Key Points
1. Validation loss during continual pre-training for models of different scales (10B and 405M) was observed, with a combination of LR re-warming, LR re-decaying, and 5% replay helping to strike a balance between forgetting and adaptation.
2. Models continually pre-trained with LR re-warming, LR re-decaying, and replay exceeded the average performance of baselines trained from random initialization on individual datasets.
3. The use of 5% replay minimally affected downstream performance compared to models using 0% replay, suggesting limited negative influence of model scale on forgetting-reduction from replay.

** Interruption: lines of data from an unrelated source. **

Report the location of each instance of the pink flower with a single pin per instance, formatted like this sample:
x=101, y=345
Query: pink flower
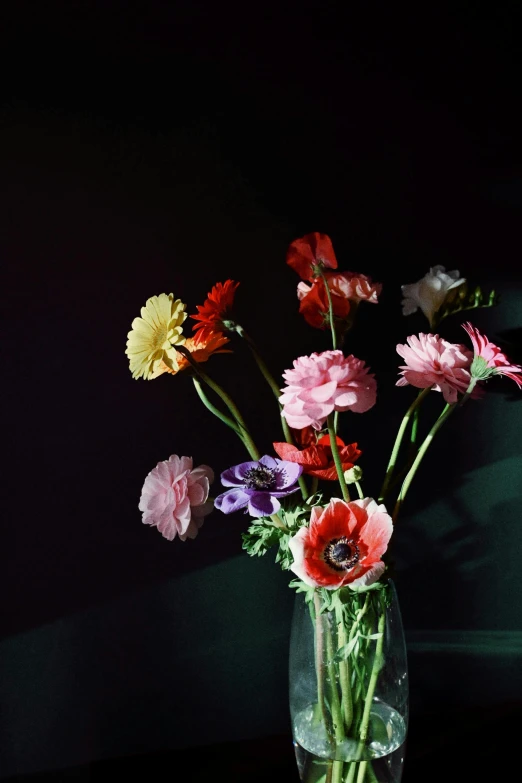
x=325, y=382
x=174, y=497
x=434, y=362
x=489, y=359
x=343, y=545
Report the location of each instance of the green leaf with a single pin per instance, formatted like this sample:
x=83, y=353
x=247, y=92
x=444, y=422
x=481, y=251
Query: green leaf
x=260, y=537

4. English-only models pre-trained continually using a combination of learning rate re-warming and 5% replay approached or surpassed the performance of models trained on the union of both datasets.
5. Learning rate re-warming was identified as causing unwanted forgetting, while infinite learning rate schedules were introduced as a promising way to circumvent this issue.

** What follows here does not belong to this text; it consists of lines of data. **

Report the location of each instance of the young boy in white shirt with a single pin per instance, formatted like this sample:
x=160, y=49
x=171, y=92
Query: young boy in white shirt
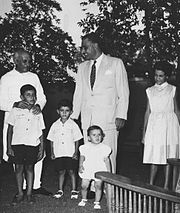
x=25, y=142
x=64, y=135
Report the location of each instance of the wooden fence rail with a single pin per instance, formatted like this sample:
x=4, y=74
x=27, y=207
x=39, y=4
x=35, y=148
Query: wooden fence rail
x=125, y=195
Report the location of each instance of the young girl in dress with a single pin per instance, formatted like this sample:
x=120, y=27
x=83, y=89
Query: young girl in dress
x=94, y=157
x=161, y=134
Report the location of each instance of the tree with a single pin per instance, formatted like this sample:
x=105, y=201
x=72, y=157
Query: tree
x=33, y=25
x=158, y=40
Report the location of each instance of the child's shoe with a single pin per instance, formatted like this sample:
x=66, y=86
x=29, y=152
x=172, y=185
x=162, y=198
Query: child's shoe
x=97, y=205
x=74, y=194
x=17, y=199
x=58, y=194
x=83, y=202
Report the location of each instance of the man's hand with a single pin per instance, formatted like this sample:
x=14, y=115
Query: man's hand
x=75, y=156
x=21, y=105
x=36, y=109
x=52, y=156
x=10, y=152
x=119, y=123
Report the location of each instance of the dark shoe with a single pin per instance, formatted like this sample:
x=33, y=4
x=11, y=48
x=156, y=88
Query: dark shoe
x=90, y=195
x=41, y=191
x=30, y=199
x=17, y=199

6. The performance of infinite learning rate schedules was effectively compared to a cosine decay schedule in single-dataset pre-training settings, showing similar final validation loss and the ability to smoothly transition between pre-training phases without re-warming.
7. In a continual learning setup, the infinite learning rate schedules outperformed repeated cosine decays, with the advantage of being able to start annealing at any time during the constant learning rate phase and negligible forgetting across dataset boundaries.

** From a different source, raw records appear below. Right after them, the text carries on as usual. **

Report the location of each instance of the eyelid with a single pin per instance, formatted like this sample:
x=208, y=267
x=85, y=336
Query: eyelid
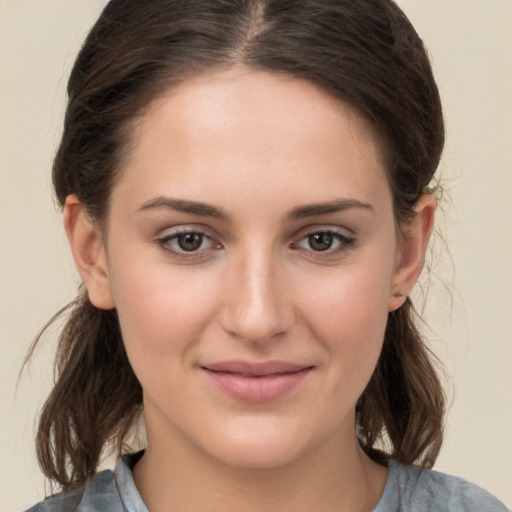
x=345, y=240
x=164, y=238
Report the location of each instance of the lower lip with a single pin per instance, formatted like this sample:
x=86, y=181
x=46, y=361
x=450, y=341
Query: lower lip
x=257, y=389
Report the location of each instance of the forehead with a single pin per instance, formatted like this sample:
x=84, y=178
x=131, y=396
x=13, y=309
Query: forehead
x=243, y=131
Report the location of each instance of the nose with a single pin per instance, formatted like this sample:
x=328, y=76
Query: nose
x=256, y=307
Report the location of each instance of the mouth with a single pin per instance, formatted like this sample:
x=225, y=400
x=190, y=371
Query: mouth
x=256, y=382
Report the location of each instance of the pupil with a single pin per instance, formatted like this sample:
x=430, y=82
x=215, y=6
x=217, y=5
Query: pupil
x=320, y=241
x=190, y=241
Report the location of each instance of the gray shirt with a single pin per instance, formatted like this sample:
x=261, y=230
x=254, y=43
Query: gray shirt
x=408, y=488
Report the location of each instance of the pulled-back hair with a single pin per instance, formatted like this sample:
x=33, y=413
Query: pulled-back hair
x=364, y=52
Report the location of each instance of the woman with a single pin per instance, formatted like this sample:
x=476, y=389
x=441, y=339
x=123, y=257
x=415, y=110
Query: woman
x=246, y=195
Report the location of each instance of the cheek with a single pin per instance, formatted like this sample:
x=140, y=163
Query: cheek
x=348, y=316
x=161, y=309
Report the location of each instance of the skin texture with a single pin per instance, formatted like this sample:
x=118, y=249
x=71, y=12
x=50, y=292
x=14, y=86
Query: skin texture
x=255, y=148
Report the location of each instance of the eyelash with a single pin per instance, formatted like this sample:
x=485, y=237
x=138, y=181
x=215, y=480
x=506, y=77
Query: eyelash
x=345, y=243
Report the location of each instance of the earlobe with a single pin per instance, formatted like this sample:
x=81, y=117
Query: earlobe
x=412, y=248
x=88, y=252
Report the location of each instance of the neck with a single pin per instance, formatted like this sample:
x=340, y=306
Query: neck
x=337, y=476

8. The study addressed limitations, including the number of model scales studied, lack of deduplication between training and validation datasets, and the need for experiments involving distribution shifts and larger scales of models and datasets.
9. Continued pre-training was identified as an efficient and promising alternative to re-training when updating large language models on new data, with the potential to significantly reduce the compute and energy required to maintain foundation models.
Summary
The research paper explores the efficiency of continually pre-training large language models (LLMs) as opposed to re-training from scratch when new data becomes available. The paper demonstrates that a combination of learning rate (LR) re-warming, LR re-decaying, and replay of previous data can match the performance of re-training from scratch on all available data. The findings are demonstrated for a weak distribution shift between two commonly used LLM pre-training datasets (English→English) and a stronger distribution shift (English→German) at the 405M parameter model scale with large dataset sizes, as well as for a 10B parameter LLM.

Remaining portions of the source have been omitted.